Il MICROAUTOTRAPIANTO DI "RICCARDO M."
In
questa pagina è riportata integralmente la lettera che
“Riccardo M.”, un paziente del Prof. Giuseppe
Rosati, ha scritto per raccontare la sua storia...
“Questa
lettera aperta è rivolta a tutti coloro che entreranno sul
sito e che vorranno leggere la mia storia, le mie ansie, le
mie impressioni, le mie paure, le mie aspettative e la
soddisfazione del risultato ottenuto dopo gli interventi di
autotrapianto con il Prof. Giuseppe Rosati. Nel 1996,
all'età di 27 anni avevo un grande problema, la calvizie,
progressiva, inarrestabile, dovuta a detta di chi vi studia
a molti fattori: stress? Ansia? Genetica? Dopo anni
passati fra centri tricologici, a base di "pozioni magiche"
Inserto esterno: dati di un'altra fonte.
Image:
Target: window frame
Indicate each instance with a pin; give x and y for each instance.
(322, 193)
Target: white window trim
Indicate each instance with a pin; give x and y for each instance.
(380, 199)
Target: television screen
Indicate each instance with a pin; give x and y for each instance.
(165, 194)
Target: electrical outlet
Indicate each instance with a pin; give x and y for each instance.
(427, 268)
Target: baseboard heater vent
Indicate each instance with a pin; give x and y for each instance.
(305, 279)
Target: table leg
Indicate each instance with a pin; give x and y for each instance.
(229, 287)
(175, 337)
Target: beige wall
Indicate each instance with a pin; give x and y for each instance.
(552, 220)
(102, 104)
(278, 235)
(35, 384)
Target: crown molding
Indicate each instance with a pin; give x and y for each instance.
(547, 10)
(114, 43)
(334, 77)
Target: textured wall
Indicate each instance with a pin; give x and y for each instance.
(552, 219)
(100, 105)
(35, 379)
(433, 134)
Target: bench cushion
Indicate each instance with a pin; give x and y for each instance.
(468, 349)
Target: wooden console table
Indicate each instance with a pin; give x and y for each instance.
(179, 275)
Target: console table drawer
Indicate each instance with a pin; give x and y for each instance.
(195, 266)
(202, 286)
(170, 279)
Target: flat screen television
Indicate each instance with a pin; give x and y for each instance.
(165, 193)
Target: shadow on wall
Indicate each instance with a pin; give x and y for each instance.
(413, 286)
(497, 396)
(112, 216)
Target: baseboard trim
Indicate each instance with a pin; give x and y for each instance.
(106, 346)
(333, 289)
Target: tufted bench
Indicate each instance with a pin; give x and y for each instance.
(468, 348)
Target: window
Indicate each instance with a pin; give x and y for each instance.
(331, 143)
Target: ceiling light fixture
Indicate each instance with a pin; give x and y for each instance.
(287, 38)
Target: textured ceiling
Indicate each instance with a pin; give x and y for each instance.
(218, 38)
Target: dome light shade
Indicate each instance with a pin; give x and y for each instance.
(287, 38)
pagate a suon di milioni (di lire), centri estetici, centri
che promettono di rimettere "capelli
veri" (parrucchini e similari), dopo aver "buttato"
molti soldi, già' buttato perché il problema non solo non
si era fermato ma aveva proseguito il proprio cammino, ho
avuto la fortuna, perché di fortuna si è trattato di
conoscere il Prof. Rosati. Bisogna anche fare un inciso
prima di proseguire nel racconto di come sono andati i
fatti, la calvizie come qualsiasi altro inestetismo dei
giorni moderni e' vissuta da ogni individuo in maniera
diversa, così come ogni donna vive in maniera diversa il
problema del seno piccolo, dei fianchi larghi, delle borse
agli occhi o del naso aquilino. Non bisogna fare un dramma
per ogni piccolo o grande inestetismo che l'individuo
possiede, ma non si deve neppure sottovalutare che
ogni comportamento in una qualsivoglia situazione e'
dettato dalla propria condizione fisica, morale e
psicologica, le quali sono strettamente correlate una con
l'altra, e non e' affatto vero che le persone non si
interessano del loro aspetto, cercando spesso di
mascherare i propri inestetismi che riflettono poi sullo
stado d'animo, molta gente non va al mare perche' si
sente in difficolta' su una spiaggia in costume,
cosi' come molta porta i capelli
lunghi perche' pensa che il proprio naso sia
grosso e brutto cosi' sperando di attutirne
la presunta "bruttezza", così come molti si radano i
capelli a zero pensando di risolverne il problema o
portando il berretto dalla mattina alla sera.Mi e' capitato
negli anni di conoscere molte persone che si rifiutano di
dire la verità perché si "vergognano" di accettarsi
come sono e perché non fanno niente per risolvere il
proprio problema, che può essere per alcuni molto o poco
importante, ritenendo io personalmente che niente e' poco e
molto, ma tutto lo e', poiché non esiste individuo al mondo
che non ama il bello, al di la' del fatto che il bello deve
poi essere associato ad altro.Molti giovani e meno
rigettano il problema della calvizie, con improbabili
pettinature, riporti, rasature quotidiane, e per i più
sfortunati parrucchini e capelli artificiali. Frequentando
da molti anni l'ambiente dello sport, ho conosciuto molti
ragazzi che ai primi problemi di calvizie come me, hanno
incominciato a radersi i capelli, dicendomi che in fondo
dei capelli a loro non interessava poi molto, per poi
incontrarli dopo qualche anno con "strane capigliature" in
testa, e bombardarmi di domande, per la mia capigliatura
vera, dicendomi," ah se l'avessi saputo, ah se avessi
potuto, ma come hai fatto,non e' possibile, non ci credo
che li lavi e li tagli", potrei andare avanti
per ore...
Affrontare
il problema della calvizie non e' una vergogna, è dire a se
stessi di stare male con un problema che ci assilla, perché
radersi non risolve il problema, anzi tutti sanno che chi
si rade lo fa per necessita' e non perché ama farlo, con
tutto questo ci sono le eccezioni, persone che amano il
proprio profilo, la propria mancanza di capelli, il proprio
seno troppo grosso o troppo piccolo, non sono qui io a
giudicare questo o quel comportamento, sono solo qui a
suggerire a quelli che hanno deciso di risolvere una volta
per tutte il problema della calvizie, che c'è una
possibilità per farlo, ed in maniera definitiva.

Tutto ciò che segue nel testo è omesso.